We identified the survival prediction values of fibrinogen, NLR and F-NLR using ROC curve analysis. Figure 1 shows the ROC curves and AUC results: the curve of fibrinogen (AUC = 0.649, 95% CI 0.585–0.741, and cutoff value = 250 mg/dL); the curve of NLR (AUC = 0.625, 95% CI 0.548–0.702, and cutoff value = 3.2); and the curve of F-NLR (AUC = 0.713, and 95% CI 0.649–0.788). Preoperative F-NLR showed a relatively better predictive role in oral cancer prognosis than fibrinogen and NLR alone (Fig. 1).

Fig. 1
figure 1

ROC curve for fibrinogen, NLR and F-NLR in OSCC patients. Fibrinogen, NLR, and F-NLR were the test variables, and CSS was the state variable. The areas under the curve are 0.649, 0.625 and 0.713, respectively. ROC receiver operating characteristic, F-NLR combined fibrinogen and NLR score, NLR neutrophil-to-lymphocyte ratio, CSS cancer-specific survival, OSCC oral squamous cell carcinoma, F fibrinogen

Correlation of fibrinogen and NLR with clinicopathological characteristics

Patients were divided into three groups according to F-NLR (0, n = 100; 1, n = 203; 2, n = 62). The clinicopathological characteristics of the patients in the three groups are listed in Table 2. Higher F-NLRs were associated with tumor size (P = 0.0301), cervical node metastasis (P = 0.0039) and lymphatic and vascular invasion (LVI) (P = 0.0009).

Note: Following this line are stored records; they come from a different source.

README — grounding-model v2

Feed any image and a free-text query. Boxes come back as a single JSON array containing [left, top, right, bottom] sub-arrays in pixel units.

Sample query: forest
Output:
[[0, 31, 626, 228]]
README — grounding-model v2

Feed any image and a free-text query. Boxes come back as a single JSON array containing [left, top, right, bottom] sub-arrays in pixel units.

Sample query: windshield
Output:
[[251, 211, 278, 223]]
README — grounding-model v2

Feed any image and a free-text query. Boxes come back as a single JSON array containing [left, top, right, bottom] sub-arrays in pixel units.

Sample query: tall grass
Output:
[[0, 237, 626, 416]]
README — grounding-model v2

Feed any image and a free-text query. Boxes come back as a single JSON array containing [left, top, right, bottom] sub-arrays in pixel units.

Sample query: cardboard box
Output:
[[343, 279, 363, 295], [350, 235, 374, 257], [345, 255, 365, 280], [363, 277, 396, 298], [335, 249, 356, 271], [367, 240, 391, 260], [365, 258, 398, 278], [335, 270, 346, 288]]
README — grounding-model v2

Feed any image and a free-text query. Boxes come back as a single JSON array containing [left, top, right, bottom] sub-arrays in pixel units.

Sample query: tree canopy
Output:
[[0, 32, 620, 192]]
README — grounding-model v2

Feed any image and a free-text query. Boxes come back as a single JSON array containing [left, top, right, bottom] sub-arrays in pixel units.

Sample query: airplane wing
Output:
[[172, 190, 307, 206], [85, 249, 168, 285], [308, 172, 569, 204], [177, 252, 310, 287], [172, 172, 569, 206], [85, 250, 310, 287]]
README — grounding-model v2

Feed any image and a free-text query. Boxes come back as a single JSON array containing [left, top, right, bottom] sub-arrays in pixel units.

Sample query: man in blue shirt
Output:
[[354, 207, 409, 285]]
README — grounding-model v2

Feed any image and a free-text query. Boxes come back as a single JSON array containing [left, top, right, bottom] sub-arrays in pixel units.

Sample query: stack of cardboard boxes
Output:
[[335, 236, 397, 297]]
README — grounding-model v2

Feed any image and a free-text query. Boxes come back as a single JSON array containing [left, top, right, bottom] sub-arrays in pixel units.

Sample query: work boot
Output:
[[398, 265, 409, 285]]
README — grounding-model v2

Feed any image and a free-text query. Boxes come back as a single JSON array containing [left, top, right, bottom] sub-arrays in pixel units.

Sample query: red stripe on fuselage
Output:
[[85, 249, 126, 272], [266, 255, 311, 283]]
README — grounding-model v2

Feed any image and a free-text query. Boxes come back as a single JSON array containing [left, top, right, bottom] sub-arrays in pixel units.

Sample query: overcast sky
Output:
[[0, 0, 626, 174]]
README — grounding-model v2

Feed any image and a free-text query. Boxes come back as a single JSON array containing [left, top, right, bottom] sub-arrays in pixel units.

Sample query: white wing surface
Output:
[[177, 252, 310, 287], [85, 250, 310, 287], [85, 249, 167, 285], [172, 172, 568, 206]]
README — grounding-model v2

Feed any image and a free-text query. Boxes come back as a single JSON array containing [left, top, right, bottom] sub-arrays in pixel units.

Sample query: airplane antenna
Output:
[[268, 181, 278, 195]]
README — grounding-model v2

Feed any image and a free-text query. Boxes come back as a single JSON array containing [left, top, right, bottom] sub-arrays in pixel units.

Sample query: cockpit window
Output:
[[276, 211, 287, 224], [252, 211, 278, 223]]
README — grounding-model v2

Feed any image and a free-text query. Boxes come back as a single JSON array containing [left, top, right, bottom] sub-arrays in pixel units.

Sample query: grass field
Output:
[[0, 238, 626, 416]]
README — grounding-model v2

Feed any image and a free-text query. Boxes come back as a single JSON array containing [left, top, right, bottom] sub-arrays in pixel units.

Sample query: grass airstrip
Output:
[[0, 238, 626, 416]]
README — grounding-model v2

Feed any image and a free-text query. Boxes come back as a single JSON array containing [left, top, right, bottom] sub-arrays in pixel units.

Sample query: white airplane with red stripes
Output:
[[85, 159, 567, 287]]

Table 2 The clinicopathological characteristics stratified by the F-NLR score

Risk factors for the prognosis of OSCC

Fourteen clinicopathological parameters were included in the univariate analyses, and nine significant parameters for univariate analysis were included in the multivariate analyses (Table 3). Multivariate analysis showed that F-NLR was an independent prognostic factor for cancer-specific survival (HR for F-NLR 1 and F-NLR 2: 26.566 and 3.895; 95% CI 5.589–126.258 and 1.321–11.485; P < 0.001 and P = 0.014, respectively). Patients with high F-NLR had a poor prognosis (Fig. 2).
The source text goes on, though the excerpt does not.